Standen die vergangenen zwei Jahre fast ganz im Zeichen der Aufgabe, mehr als 2000 Flüchtlinge unterzubringen und zu versorgen, können sich Landratsamt und Kreistag nun wieder auf ihre Kernaufgabe konzentrieren. Diese besteht darin, Kommunalpolitik zu gestalten. Dafür stehen hohe Investitionen in weiterführende Schulen und der Bau einer neuen Berufsschule. So wird der Landkreis 2017 für den Erhalt seiner Liegenschaften 29 Millionen Euro ausgeben. Zudem wurde ebenfalls einstimmig der Grundsatzbeschluss gefasst, ans Landratsamt einen Bürotrakt für insgesamt 112 Arbeitsplätze mit einem dreigeschossigen Parkdeck anzubauen. Die Notwendigkeit des Anbaus bestritt niemand, allerdings gab es für Karmasin heftigen Gegenwind, weil der Standort auf der Grünfläche des Landratsamts als städtebaulich falsch kritisiert wurde. Klaus Wollenberg (FDP) und Grüne forderten, anstelle eines Anbaus einen zusätzlichen Gebäuderiegel an der Münchner Straße zu errichten. Als Karmasin einlenkte und anbot, nochmals andere Standorte zu prüfen und aus der Beschlusslage die Festlegung gestrichen wurde, den Anbau in Fortsetzung des Westflügel zu errichten, stimmten dem 7,2-Millionen-Projekt alle einmütig zu.

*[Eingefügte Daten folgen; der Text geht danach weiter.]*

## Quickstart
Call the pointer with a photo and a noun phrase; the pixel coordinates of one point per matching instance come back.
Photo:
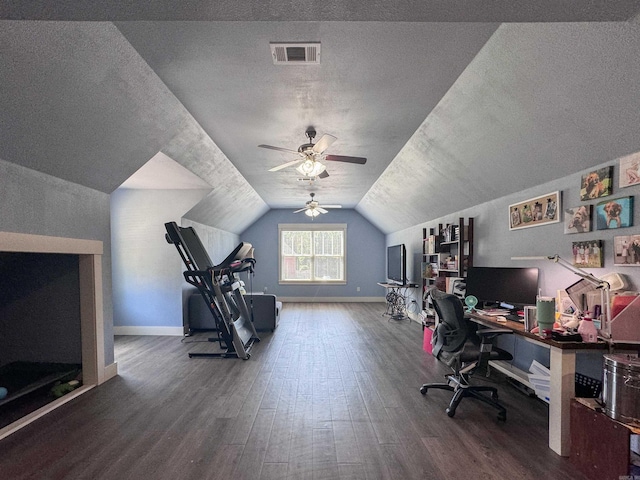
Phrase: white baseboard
(110, 371)
(332, 299)
(164, 331)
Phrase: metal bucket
(621, 389)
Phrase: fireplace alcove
(72, 274)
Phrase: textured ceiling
(450, 106)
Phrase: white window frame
(317, 227)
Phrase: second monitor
(496, 285)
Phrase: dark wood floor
(332, 394)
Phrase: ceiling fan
(312, 208)
(311, 154)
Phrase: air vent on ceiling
(295, 53)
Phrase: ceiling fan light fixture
(311, 168)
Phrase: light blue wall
(147, 271)
(36, 203)
(365, 255)
(495, 244)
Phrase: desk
(396, 299)
(562, 382)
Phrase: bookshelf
(446, 254)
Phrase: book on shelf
(427, 270)
(430, 245)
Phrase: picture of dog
(596, 184)
(613, 211)
(578, 219)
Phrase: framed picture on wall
(614, 213)
(535, 211)
(626, 250)
(578, 219)
(588, 254)
(630, 170)
(597, 184)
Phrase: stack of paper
(540, 379)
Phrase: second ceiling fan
(310, 155)
(313, 208)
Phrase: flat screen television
(510, 285)
(397, 264)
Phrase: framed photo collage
(601, 213)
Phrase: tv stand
(396, 299)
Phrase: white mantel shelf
(94, 371)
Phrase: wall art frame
(588, 254)
(626, 250)
(597, 183)
(578, 219)
(614, 213)
(541, 210)
(629, 172)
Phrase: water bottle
(587, 330)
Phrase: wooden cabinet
(446, 254)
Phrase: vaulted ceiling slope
(450, 106)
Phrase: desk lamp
(602, 285)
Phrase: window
(313, 253)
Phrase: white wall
(495, 244)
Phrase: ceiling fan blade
(280, 149)
(342, 158)
(284, 165)
(324, 143)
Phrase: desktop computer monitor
(496, 285)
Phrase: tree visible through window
(312, 254)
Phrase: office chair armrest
(488, 334)
(493, 331)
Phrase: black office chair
(458, 343)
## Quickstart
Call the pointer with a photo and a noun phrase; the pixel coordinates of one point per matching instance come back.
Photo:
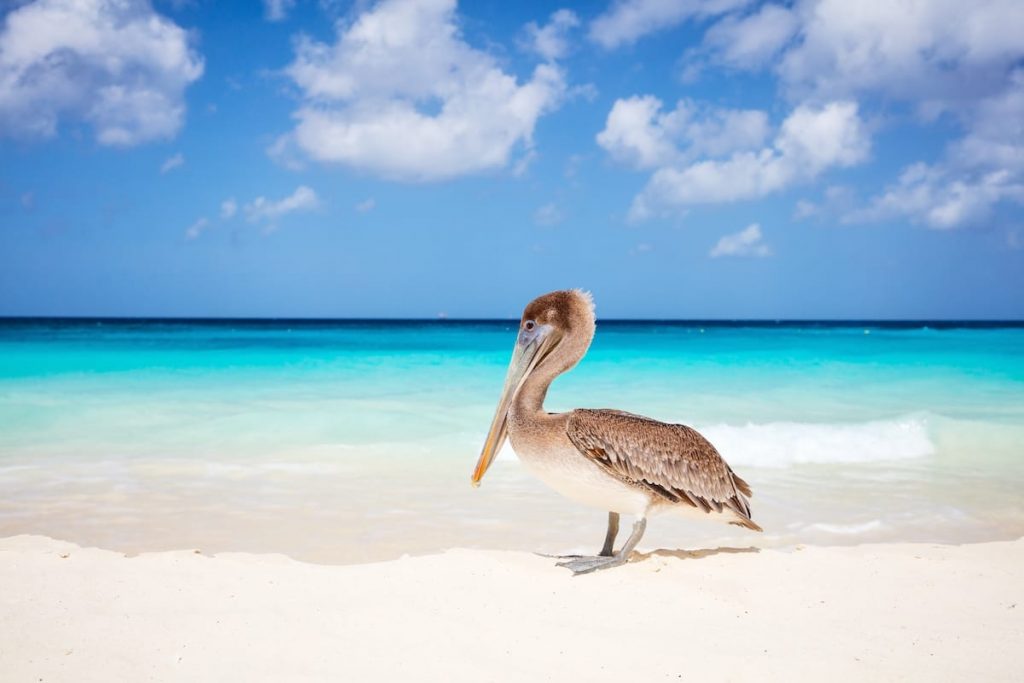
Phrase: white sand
(870, 612)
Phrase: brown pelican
(615, 461)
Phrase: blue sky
(415, 158)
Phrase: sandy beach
(899, 611)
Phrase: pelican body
(611, 460)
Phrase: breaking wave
(785, 443)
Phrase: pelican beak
(531, 347)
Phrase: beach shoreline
(909, 611)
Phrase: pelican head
(549, 323)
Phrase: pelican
(611, 460)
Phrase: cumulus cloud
(551, 40)
(748, 242)
(172, 163)
(940, 199)
(934, 52)
(752, 41)
(941, 57)
(400, 94)
(117, 65)
(628, 20)
(263, 210)
(276, 10)
(810, 140)
(638, 133)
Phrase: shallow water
(353, 441)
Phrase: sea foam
(786, 443)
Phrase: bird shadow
(691, 554)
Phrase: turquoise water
(349, 441)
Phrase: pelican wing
(673, 462)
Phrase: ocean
(353, 440)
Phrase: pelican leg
(609, 538)
(588, 564)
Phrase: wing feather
(674, 462)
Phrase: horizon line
(691, 321)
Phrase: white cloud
(640, 134)
(748, 242)
(117, 65)
(980, 171)
(276, 10)
(228, 208)
(810, 140)
(936, 52)
(548, 215)
(940, 199)
(551, 40)
(752, 41)
(172, 163)
(629, 20)
(400, 94)
(262, 209)
(197, 228)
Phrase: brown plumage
(673, 462)
(615, 461)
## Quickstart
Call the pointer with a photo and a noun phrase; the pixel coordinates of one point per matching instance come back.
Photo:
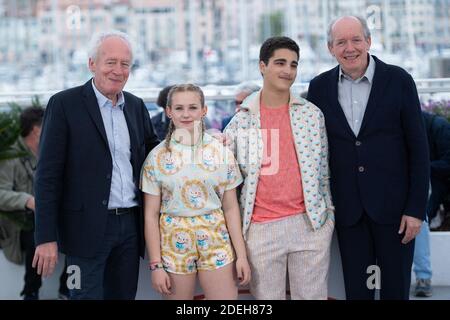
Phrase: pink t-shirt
(280, 192)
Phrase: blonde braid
(169, 135)
(203, 128)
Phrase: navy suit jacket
(73, 176)
(384, 171)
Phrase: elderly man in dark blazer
(378, 161)
(95, 138)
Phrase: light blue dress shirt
(353, 95)
(123, 189)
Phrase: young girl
(192, 215)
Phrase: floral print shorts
(195, 243)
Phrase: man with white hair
(94, 140)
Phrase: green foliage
(9, 132)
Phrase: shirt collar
(370, 71)
(102, 100)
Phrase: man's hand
(45, 258)
(219, 136)
(412, 226)
(30, 203)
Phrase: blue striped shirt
(123, 190)
(353, 95)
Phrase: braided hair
(182, 88)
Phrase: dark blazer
(73, 177)
(384, 171)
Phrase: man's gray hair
(98, 38)
(360, 19)
(248, 87)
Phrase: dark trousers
(112, 274)
(366, 244)
(32, 280)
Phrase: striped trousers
(290, 247)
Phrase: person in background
(160, 121)
(17, 198)
(438, 134)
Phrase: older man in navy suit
(95, 138)
(378, 161)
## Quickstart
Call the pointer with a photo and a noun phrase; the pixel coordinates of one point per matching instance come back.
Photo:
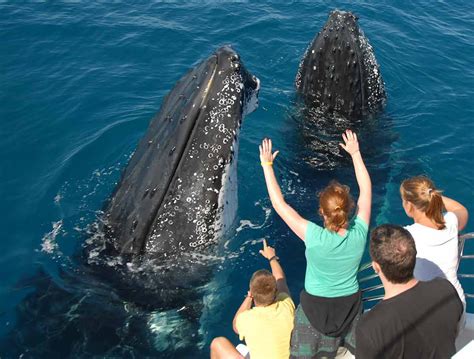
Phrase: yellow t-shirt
(267, 330)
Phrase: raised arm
(246, 305)
(277, 271)
(364, 203)
(458, 209)
(296, 223)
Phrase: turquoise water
(80, 82)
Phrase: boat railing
(372, 288)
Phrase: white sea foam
(48, 242)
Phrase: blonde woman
(437, 221)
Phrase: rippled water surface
(79, 83)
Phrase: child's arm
(364, 203)
(296, 223)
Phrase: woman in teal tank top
(330, 303)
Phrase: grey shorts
(307, 342)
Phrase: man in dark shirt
(415, 319)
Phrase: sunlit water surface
(80, 82)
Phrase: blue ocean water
(79, 83)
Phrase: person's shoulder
(360, 223)
(451, 220)
(440, 284)
(284, 299)
(313, 233)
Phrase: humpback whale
(339, 84)
(178, 193)
(339, 72)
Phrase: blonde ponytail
(421, 192)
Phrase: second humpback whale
(178, 194)
(339, 73)
(340, 86)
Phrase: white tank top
(437, 252)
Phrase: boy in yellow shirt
(267, 326)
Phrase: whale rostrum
(173, 194)
(338, 73)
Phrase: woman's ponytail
(421, 192)
(336, 204)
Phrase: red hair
(335, 204)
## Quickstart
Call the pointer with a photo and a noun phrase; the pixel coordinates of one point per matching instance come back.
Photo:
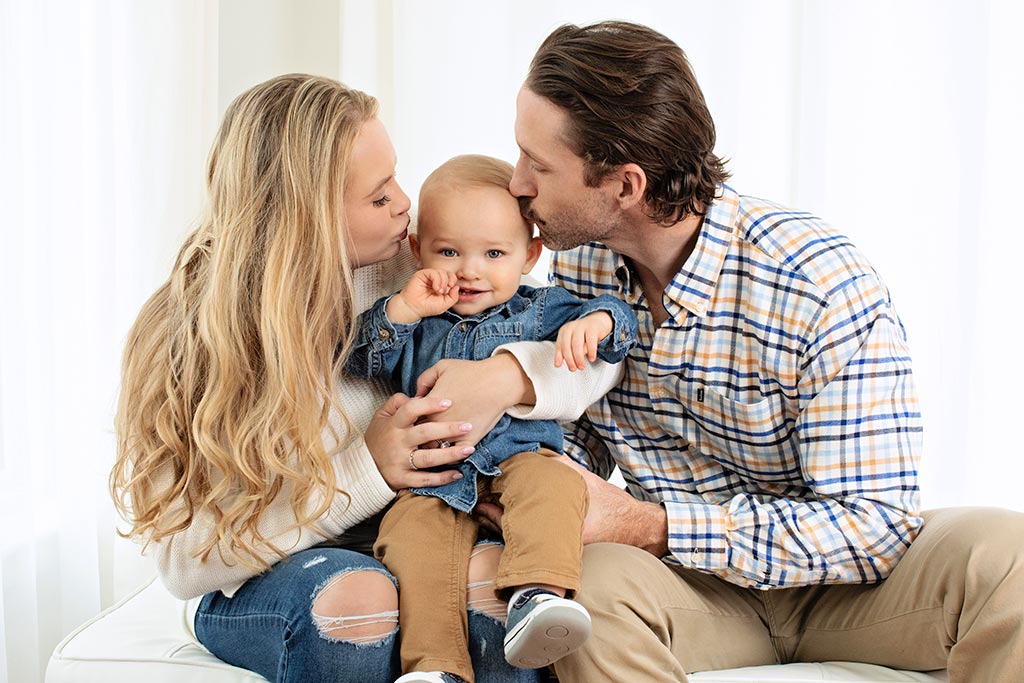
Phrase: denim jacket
(400, 352)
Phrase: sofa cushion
(144, 638)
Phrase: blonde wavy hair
(228, 376)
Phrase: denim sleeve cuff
(380, 333)
(698, 537)
(624, 331)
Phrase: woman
(257, 470)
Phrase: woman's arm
(519, 379)
(369, 471)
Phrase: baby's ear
(532, 254)
(414, 245)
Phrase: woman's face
(376, 208)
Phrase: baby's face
(478, 235)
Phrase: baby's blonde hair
(228, 376)
(465, 172)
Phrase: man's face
(549, 179)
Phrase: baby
(473, 247)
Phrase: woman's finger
(391, 406)
(414, 409)
(429, 432)
(425, 479)
(427, 458)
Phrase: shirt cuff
(698, 536)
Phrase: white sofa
(144, 638)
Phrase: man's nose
(520, 184)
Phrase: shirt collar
(692, 288)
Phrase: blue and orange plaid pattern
(773, 413)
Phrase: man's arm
(859, 438)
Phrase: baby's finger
(592, 341)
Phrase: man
(766, 426)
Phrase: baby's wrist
(398, 310)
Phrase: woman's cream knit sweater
(559, 395)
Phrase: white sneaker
(430, 677)
(543, 628)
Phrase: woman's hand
(480, 390)
(393, 438)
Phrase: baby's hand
(428, 292)
(578, 340)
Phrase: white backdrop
(898, 122)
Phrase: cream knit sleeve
(560, 394)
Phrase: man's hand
(578, 340)
(613, 516)
(428, 292)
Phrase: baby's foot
(543, 628)
(430, 677)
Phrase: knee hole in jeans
(480, 596)
(356, 606)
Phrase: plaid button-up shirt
(773, 413)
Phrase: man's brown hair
(632, 97)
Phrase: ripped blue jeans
(268, 627)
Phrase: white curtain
(899, 122)
(104, 116)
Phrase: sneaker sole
(549, 633)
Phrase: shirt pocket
(493, 335)
(753, 439)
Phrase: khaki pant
(954, 601)
(426, 545)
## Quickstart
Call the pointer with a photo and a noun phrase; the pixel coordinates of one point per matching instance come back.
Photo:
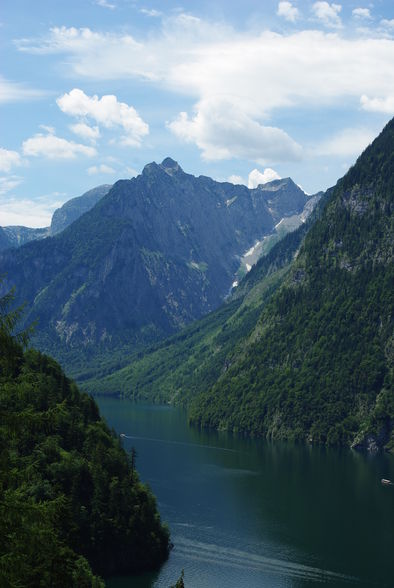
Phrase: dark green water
(251, 514)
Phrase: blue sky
(92, 90)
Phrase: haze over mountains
(155, 253)
(15, 236)
(304, 347)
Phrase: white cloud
(288, 11)
(54, 147)
(151, 12)
(254, 73)
(389, 24)
(86, 132)
(348, 142)
(100, 169)
(8, 183)
(223, 130)
(234, 179)
(256, 178)
(362, 13)
(105, 4)
(15, 92)
(27, 212)
(50, 130)
(385, 105)
(106, 111)
(328, 14)
(9, 159)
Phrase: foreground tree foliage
(71, 503)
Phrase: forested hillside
(71, 503)
(304, 347)
(154, 254)
(318, 363)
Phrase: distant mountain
(155, 253)
(76, 207)
(303, 349)
(16, 236)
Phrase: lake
(251, 514)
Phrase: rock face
(155, 253)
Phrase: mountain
(155, 253)
(71, 502)
(15, 236)
(76, 207)
(303, 349)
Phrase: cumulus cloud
(9, 159)
(223, 130)
(348, 142)
(256, 178)
(253, 74)
(362, 13)
(105, 4)
(386, 23)
(100, 169)
(151, 12)
(327, 13)
(8, 183)
(384, 105)
(237, 180)
(86, 132)
(106, 111)
(27, 212)
(54, 147)
(288, 11)
(16, 92)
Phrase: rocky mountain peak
(170, 166)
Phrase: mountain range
(303, 349)
(153, 254)
(15, 236)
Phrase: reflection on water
(247, 514)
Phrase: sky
(93, 90)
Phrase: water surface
(252, 514)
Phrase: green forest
(72, 507)
(303, 349)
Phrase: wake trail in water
(226, 556)
(170, 442)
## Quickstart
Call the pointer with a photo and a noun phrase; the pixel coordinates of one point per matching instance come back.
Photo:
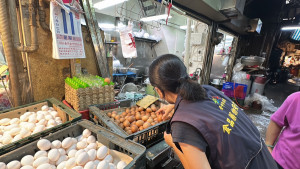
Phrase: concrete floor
(278, 93)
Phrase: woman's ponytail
(168, 73)
(190, 90)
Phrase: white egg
(40, 153)
(27, 160)
(2, 165)
(14, 121)
(54, 113)
(72, 153)
(53, 154)
(121, 165)
(14, 165)
(103, 165)
(56, 144)
(91, 139)
(62, 165)
(92, 154)
(44, 144)
(48, 117)
(40, 116)
(90, 165)
(112, 166)
(86, 133)
(109, 158)
(62, 151)
(45, 108)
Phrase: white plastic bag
(238, 66)
(267, 104)
(128, 42)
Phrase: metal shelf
(112, 43)
(151, 41)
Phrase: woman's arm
(192, 157)
(272, 134)
(195, 158)
(169, 141)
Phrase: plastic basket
(147, 137)
(107, 138)
(65, 113)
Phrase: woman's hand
(191, 157)
(165, 111)
(270, 149)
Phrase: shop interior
(247, 49)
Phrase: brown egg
(121, 125)
(153, 116)
(148, 110)
(140, 123)
(145, 118)
(150, 120)
(153, 108)
(122, 120)
(141, 109)
(117, 117)
(126, 123)
(159, 118)
(129, 132)
(134, 128)
(146, 125)
(138, 117)
(130, 119)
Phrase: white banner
(66, 33)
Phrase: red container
(85, 113)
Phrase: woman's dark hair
(168, 73)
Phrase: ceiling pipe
(9, 53)
(15, 32)
(42, 16)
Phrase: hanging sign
(66, 31)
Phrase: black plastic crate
(67, 115)
(147, 137)
(106, 137)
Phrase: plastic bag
(239, 76)
(238, 66)
(128, 42)
(267, 104)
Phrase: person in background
(286, 152)
(207, 129)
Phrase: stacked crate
(82, 98)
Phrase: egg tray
(147, 137)
(105, 137)
(67, 115)
(81, 98)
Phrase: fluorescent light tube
(288, 28)
(184, 27)
(106, 26)
(155, 18)
(107, 3)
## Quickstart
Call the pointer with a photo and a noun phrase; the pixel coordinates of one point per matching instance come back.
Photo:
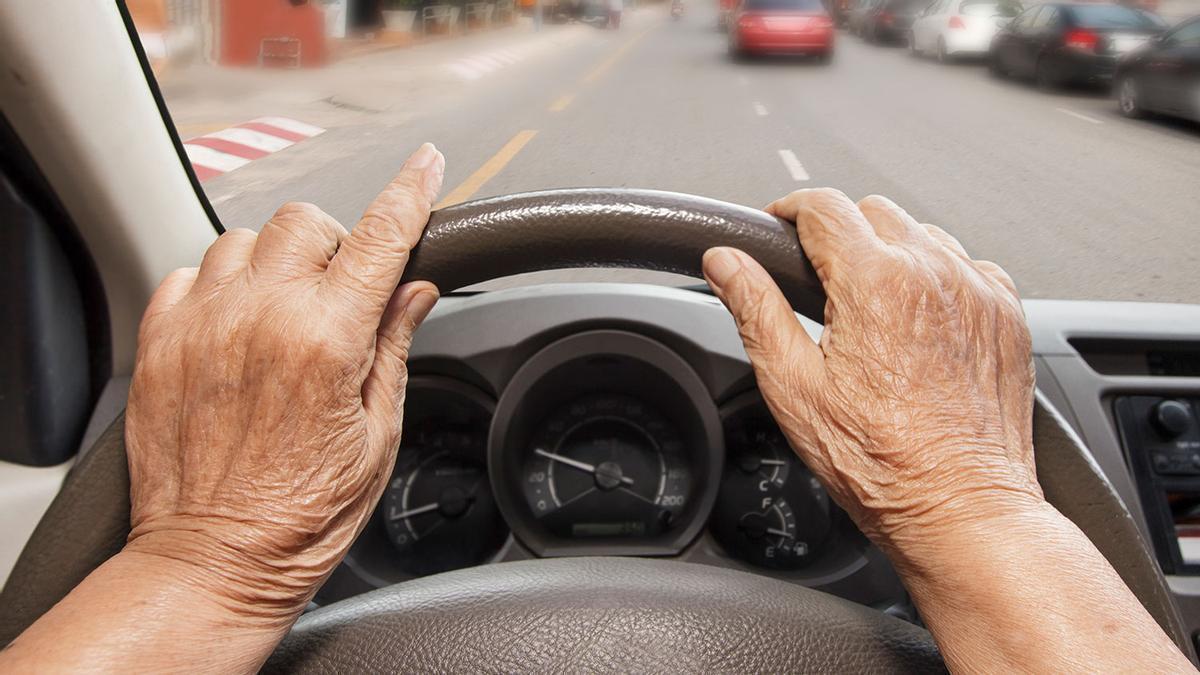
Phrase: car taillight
(1081, 40)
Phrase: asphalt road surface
(1074, 201)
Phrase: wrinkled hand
(267, 399)
(916, 407)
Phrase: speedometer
(605, 442)
(606, 466)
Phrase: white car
(959, 28)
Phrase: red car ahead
(781, 27)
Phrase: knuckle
(823, 196)
(875, 203)
(381, 231)
(240, 234)
(298, 211)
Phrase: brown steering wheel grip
(589, 227)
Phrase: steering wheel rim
(591, 227)
(569, 228)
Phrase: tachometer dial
(438, 511)
(606, 466)
(771, 511)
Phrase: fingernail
(432, 181)
(420, 305)
(423, 157)
(720, 266)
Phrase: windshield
(784, 5)
(1103, 16)
(989, 9)
(322, 100)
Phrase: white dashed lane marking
(793, 165)
(1079, 115)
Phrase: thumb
(780, 350)
(383, 390)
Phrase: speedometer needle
(417, 511)
(576, 464)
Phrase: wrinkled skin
(267, 401)
(918, 399)
(915, 410)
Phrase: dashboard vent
(1165, 358)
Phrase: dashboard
(598, 419)
(587, 420)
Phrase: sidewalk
(383, 82)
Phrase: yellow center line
(491, 167)
(562, 102)
(607, 64)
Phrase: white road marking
(793, 165)
(213, 159)
(1079, 115)
(256, 139)
(294, 126)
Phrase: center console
(1162, 438)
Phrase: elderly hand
(265, 406)
(915, 408)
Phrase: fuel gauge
(771, 511)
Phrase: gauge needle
(418, 511)
(576, 464)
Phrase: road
(1074, 201)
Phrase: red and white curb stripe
(225, 150)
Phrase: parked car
(857, 15)
(839, 11)
(960, 28)
(1061, 43)
(1164, 76)
(889, 21)
(781, 27)
(724, 11)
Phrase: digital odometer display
(606, 466)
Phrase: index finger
(371, 260)
(831, 227)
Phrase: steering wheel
(588, 614)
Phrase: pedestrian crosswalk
(225, 150)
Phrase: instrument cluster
(604, 442)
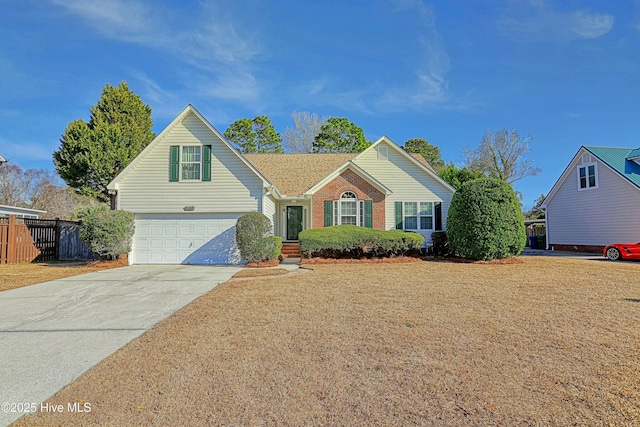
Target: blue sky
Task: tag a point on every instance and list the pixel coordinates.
(565, 72)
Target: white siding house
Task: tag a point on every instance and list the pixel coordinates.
(186, 190)
(189, 186)
(595, 202)
(412, 183)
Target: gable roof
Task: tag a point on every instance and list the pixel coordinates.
(635, 154)
(357, 170)
(616, 159)
(15, 210)
(294, 174)
(189, 109)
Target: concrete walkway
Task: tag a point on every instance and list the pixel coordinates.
(51, 333)
(580, 255)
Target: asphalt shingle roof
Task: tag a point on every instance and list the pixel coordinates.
(293, 174)
(616, 158)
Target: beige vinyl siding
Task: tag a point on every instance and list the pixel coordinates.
(597, 216)
(234, 187)
(407, 181)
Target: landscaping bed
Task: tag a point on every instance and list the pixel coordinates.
(550, 341)
(17, 275)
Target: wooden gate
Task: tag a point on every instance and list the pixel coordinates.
(16, 243)
(27, 240)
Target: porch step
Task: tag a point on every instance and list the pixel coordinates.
(291, 250)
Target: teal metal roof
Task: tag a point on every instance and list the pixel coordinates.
(616, 158)
(634, 154)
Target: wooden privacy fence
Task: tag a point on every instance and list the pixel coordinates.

Eine Ausnahme von der Einstimmigkeit gab es dann doch: Den Beschlussvorschlag, nach dem der Bau einer zweiten Fachoberschule (FOS) zurzeit als nicht realisierbar gilt, lehnten 13 Kreisräte ab. Deshalb soll die zweite FOS im Landkreis im kommenden Schuljahr mit einer Interimslösung in Klassenzimmercontainern starten. Peter Falk (SPD) favorisiert zudem einen anderen Standort. Olching oder dessen Stadtteil Esting, die mitten im Landkreis liegen, wären der ideale FOS-Standort. Auch über die Höhe der Kreisumlage wurde nicht, wie ist sonst üblich, vor der Haushaltsverabschiedung wie auf einem Basar gefeilscht, um die Kommunen noch etwas zu entlasten. Mit der Kreisumlage wird festgelegt, welchen Anteil des Ergebnishaushalts in Höhe von etwa 230 Millionen Euro die 23 Kommunen an den Landkreis abführen müssen, um für dessen ungedeckten Finanzbedarf aufzukommen. Im nächsten Jahr steuern die Kommunen insgesamt etwa 115 Millionen Euro bei, was einer Kreisumlage von 49,7 Punkten entspricht.